Columbia University is laying off nearly 180 staffers who are working at the university on federal funding that has been pulled by President Donald Trump.
The university on Tuesday cited the Trump administration's cuts, saying the elimination of the funding has put "intense" strain on its research goals.
Earlier this year, Trump ordered $400 million in funding cuts at the school. Columbia is still trying to restore its funding through the courts.
Approximately 20 percent of those let go on Tuesday are funded in some way by the eliminated grants, according to the university.
In response to the strain caused by the cuts, Columbia has established a "Research Stabilization Fund" to help shield it from "future funding risks."
"This is a deeply challenging time across all higher education, and we are attempting to navigate through tremendous ambiguity with precision, which will be imperfect at times," the university said in its statement.
The US draws scientists from all over the world in part because the federal government consistently has made funding research a serious priority.
Trump's cuts to higher education have ostensibly been focused on universities where alleged acts of antisemitism occurred. The Trump administration has conflated student support for Palestinians, who are currently the target of a genocide by the Israeli government, with antisemitism.

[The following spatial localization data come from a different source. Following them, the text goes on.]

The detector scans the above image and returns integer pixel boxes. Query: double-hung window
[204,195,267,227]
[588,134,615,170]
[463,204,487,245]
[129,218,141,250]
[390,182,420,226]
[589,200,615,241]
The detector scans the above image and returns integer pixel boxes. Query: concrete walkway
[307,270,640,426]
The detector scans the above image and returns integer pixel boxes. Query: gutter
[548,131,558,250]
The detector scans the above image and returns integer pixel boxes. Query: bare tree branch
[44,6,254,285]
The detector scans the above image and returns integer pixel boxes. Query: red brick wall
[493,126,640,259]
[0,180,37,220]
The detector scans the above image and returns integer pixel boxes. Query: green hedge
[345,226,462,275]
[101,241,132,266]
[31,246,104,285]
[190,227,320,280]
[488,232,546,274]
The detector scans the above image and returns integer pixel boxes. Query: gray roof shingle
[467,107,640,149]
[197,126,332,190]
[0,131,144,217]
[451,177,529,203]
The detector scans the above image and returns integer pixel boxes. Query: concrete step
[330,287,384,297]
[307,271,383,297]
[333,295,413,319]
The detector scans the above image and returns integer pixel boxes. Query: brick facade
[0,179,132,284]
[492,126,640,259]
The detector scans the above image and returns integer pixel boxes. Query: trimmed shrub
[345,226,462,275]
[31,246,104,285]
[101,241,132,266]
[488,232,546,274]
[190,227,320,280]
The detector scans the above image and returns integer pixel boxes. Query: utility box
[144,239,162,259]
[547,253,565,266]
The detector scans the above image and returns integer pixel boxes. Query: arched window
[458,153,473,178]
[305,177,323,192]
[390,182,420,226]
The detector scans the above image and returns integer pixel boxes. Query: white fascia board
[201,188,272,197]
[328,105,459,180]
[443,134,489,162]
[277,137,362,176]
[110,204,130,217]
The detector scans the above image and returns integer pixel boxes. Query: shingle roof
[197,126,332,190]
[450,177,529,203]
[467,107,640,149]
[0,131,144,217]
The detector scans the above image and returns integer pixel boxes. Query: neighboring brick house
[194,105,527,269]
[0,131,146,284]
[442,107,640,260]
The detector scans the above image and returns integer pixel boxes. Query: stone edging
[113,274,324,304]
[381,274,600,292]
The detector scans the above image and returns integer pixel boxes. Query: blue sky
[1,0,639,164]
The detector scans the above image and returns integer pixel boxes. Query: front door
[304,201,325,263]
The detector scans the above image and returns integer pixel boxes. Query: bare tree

In 2023, the Republican controlled House of Representatives passed a resolution that equates antizionism with antisemitism, a move that was criticized at the time as an effort to chill speech critical of Israel.
Ninety-two Democrats abstained their voting on the resolution by voting "present."
Since Trump took office, he has threatened to revoke federal funds for campuses that allow "illegal protests," though he was vague as to what qualifies as a legal protest.
“Universities must comply with all federal antidiscrimination laws if they are going to receive federal funding. For too long, Columbia has abandoned that obligation to Jewish students studying on its campus,” Education Secretary Linda McMahon said in a statement on March 7.
Columbia acknowledged concerns about antisemitism on its campus: A university task force said last summer that Jews and Israelis at the school were allegedly ostracized from student groups, humiliated in classrooms and subjected to verbal abuse amid the spring demonstrations.
As a “precondition” for restoring funding, federal officials demanded that the university place its Middle Eastern, South Asian and African Studies Department under “academic receivership for a minimum of five years.”
They also told the university to ban masks on campus, adopt a new definition of antisemitism, abolish its current process for disciplining students and deliver a plan to ”reform undergraduate admissions, international recruiting, and graduate admissions practices.”
The university ultimately buckled to the Trump administration, agreeing to some of its demands in March. The university agreed it would hire new campus police officers and that it would force protesters wearing masks to present a university ID when questioned.
In addition to pulling the university’s funding, the Trump administration also arrested a Columbia student who acted as an advocate for Palestinian rights.
The administration claimed in April that Mahmoud Khalil, the student, poses “adverse foreign policy consequences” for the U.S. A judge ruled in April that Trump has the authority to deport Khalil for his pro-Palestinian advocacy.
The near future may require more belt-tightening at Columbia. The university said in its statement that in the "coming weeks and months," it will have to take further action to "preserve our financial flexibility and allow us to invest in areas that drive us forward."
That, according to the university, means "running lighter footprints of research infrastructure in some areas and, in others, maintaining a level of research continuity as we pursue alternate funding."